Resource Management in Networked Embedded Control Systems by Jerome Le Ny September 29, 2011

September 29th at 3:00 pm in the Gray conference room on the first floor. ISIS 1025 16th Avenue South.

Almost all modern control systems are implemented on digital platforms, and many of them are embedded systems.
Unfortunately, the well-rounded theory of digital control has not kept pace with the multitude of complex system integration issues raised by this trend. Many of the aspects that could formerly be qualified by the control engineer as "implementation issues" play today a crucial role in determining the viability of the overall system, with respect to performance, cost, reliability, maintainability, etc.

This talk presents some recent work at the interface between control system design and resource management in embedded systems. I will first show how to optimally schedule sensing and actuation resources given a fixed limited bandwidth and assuming few real-time scheduling constraints. I will also discuss how robust control ideas can be used to design control systems that are simpler to implement and integrate on real platforms.
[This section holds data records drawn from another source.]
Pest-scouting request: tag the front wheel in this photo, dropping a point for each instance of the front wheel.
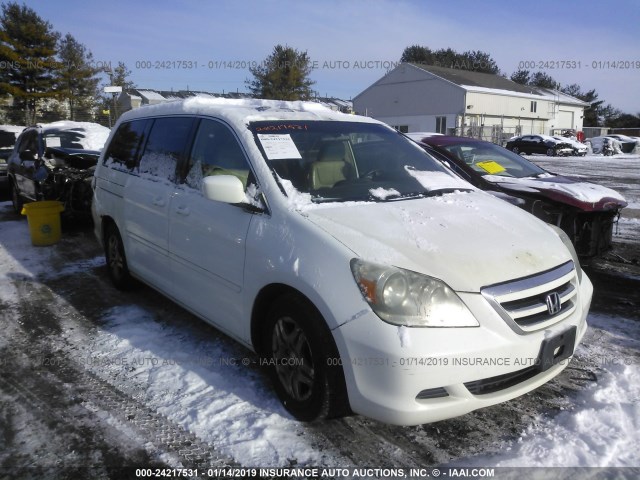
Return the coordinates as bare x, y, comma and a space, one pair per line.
16, 199
303, 361
116, 259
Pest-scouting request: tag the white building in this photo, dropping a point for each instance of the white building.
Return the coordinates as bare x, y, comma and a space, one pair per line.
417, 97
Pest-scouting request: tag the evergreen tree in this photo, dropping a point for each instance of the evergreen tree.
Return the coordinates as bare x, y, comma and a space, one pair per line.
480, 62
417, 54
543, 80
284, 75
523, 77
120, 77
593, 116
27, 48
475, 61
77, 80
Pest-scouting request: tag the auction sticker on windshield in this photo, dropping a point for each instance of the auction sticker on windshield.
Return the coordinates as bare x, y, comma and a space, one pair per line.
491, 167
278, 146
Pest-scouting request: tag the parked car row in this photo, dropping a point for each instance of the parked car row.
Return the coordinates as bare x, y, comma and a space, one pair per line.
585, 211
543, 144
614, 144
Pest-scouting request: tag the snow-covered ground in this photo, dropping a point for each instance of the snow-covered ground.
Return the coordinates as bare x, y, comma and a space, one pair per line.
161, 357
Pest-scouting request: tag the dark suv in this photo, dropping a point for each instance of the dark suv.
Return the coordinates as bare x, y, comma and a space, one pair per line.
56, 162
8, 137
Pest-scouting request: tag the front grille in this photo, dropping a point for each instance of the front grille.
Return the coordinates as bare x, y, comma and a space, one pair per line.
523, 303
495, 384
438, 392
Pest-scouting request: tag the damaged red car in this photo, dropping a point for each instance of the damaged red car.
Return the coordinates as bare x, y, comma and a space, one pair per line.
56, 161
586, 211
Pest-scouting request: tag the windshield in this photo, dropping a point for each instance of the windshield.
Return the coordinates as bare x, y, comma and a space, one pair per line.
350, 161
490, 159
79, 138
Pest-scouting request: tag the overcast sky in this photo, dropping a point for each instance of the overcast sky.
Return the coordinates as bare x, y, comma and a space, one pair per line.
207, 45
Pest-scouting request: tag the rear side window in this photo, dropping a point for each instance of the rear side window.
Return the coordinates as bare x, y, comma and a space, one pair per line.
126, 144
166, 146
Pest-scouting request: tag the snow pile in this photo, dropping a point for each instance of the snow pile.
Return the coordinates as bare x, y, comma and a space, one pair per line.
211, 387
603, 425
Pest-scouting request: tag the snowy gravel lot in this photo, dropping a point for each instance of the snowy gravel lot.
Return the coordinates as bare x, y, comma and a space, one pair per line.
94, 380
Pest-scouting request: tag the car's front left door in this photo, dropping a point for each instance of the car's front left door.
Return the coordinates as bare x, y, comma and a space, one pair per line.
25, 164
207, 238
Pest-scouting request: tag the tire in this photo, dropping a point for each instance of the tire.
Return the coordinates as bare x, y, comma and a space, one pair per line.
16, 199
303, 361
116, 259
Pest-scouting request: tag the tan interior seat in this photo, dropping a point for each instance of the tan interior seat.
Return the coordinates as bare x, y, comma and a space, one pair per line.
332, 165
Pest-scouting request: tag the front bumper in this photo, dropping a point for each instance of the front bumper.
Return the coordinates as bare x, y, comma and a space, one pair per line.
410, 376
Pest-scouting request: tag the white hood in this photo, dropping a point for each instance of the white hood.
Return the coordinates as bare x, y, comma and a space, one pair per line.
468, 240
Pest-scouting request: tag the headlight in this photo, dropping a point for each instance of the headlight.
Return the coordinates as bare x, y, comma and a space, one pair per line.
402, 297
569, 244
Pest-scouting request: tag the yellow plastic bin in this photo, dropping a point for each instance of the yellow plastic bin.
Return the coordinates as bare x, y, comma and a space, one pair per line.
44, 221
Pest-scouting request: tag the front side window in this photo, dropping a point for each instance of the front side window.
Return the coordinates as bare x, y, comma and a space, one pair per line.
167, 142
215, 151
126, 144
337, 161
28, 148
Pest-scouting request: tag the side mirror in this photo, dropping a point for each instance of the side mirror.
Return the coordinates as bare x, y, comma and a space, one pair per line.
223, 188
27, 155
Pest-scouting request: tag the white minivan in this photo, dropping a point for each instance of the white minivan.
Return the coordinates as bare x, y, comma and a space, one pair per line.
367, 277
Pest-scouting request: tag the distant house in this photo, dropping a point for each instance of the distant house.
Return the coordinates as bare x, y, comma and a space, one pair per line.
417, 97
135, 97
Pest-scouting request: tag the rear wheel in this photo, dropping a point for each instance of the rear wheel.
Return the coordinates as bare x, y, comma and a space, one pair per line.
116, 259
303, 361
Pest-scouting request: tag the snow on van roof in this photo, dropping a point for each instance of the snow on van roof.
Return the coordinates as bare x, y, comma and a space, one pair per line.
241, 111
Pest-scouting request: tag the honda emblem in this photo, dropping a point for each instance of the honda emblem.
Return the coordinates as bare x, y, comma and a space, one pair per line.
554, 305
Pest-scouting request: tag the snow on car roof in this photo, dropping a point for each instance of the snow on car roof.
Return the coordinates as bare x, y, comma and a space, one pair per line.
240, 111
12, 128
95, 135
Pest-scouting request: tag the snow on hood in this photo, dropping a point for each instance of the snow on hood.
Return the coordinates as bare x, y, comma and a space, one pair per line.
469, 240
585, 192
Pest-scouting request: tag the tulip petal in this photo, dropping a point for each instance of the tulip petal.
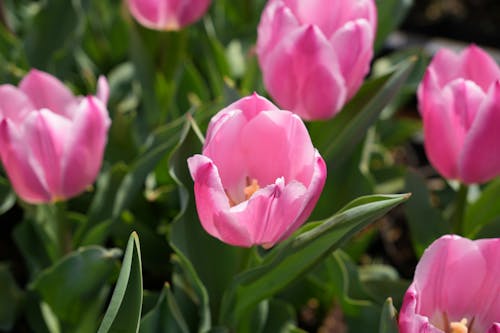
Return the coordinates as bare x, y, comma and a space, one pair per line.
277, 22
303, 75
480, 161
329, 18
447, 116
353, 44
277, 144
84, 149
209, 192
220, 148
47, 92
410, 321
25, 177
14, 104
103, 90
479, 67
471, 64
488, 300
443, 278
167, 15
46, 133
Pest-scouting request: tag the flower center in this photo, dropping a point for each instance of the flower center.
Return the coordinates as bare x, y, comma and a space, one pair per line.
459, 327
251, 188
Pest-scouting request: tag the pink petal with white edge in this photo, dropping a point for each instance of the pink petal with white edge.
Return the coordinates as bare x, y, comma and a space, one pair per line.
443, 280
441, 145
480, 161
313, 193
209, 192
84, 148
222, 148
353, 44
277, 144
20, 166
303, 75
478, 66
46, 91
14, 104
410, 321
264, 217
103, 90
330, 17
488, 297
46, 133
277, 22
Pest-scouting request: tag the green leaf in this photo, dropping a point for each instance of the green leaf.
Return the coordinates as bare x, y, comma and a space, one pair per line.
72, 285
293, 258
124, 310
52, 33
425, 221
388, 319
391, 14
165, 316
7, 196
159, 144
484, 210
337, 138
188, 237
10, 299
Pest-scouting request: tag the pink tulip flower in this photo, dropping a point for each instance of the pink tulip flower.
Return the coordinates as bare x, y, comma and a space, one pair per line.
459, 101
51, 142
456, 288
315, 54
259, 177
167, 14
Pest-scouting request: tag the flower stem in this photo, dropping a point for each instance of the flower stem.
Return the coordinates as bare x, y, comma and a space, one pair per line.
458, 213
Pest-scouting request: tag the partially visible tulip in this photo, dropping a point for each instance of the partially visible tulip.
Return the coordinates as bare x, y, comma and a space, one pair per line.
459, 101
456, 288
315, 54
51, 142
259, 177
167, 14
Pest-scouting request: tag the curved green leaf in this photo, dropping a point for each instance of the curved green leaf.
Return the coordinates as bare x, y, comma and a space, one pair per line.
124, 310
295, 257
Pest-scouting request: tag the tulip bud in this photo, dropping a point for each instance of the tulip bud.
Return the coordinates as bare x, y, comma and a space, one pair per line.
459, 101
167, 14
455, 288
51, 142
259, 176
315, 54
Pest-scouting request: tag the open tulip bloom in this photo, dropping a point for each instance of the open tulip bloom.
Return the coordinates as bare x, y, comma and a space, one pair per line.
315, 54
459, 100
456, 288
167, 14
51, 142
259, 176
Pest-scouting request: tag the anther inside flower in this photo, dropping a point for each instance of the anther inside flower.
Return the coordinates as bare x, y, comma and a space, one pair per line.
460, 327
259, 176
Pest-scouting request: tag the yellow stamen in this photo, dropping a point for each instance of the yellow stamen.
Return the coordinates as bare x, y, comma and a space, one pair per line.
251, 188
459, 327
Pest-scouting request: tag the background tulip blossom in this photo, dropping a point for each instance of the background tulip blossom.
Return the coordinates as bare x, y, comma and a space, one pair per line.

The latter approach is modular in the sense that various sources of disturbance introduced at the implementation stage can be analyzed independently, and then combined in the study of a complete complex system.

 
----
Jerome Le Ny received the Bachelor’s degree from the Ecole Polytechnique, France, in 2001,
the M.Sc. degree in Electrical Engineering from the University of Michigan, Ann Arbor, in 2003,
and the Ph.D. degree in Aeronautics and Astronautics from MIT in 2008. In 2003-2004,
he was an embedded software engineer with Robert Bosch GmbH. He is currently a
Postdoctoral Researcher with the GRASP Laboratory at the University of Pennsylvania.
His research interests include robust and stochastic control with applications to autonomous and
embedded systems, air transportation, and more generally computational methods supporting
the design and verification of complex systems.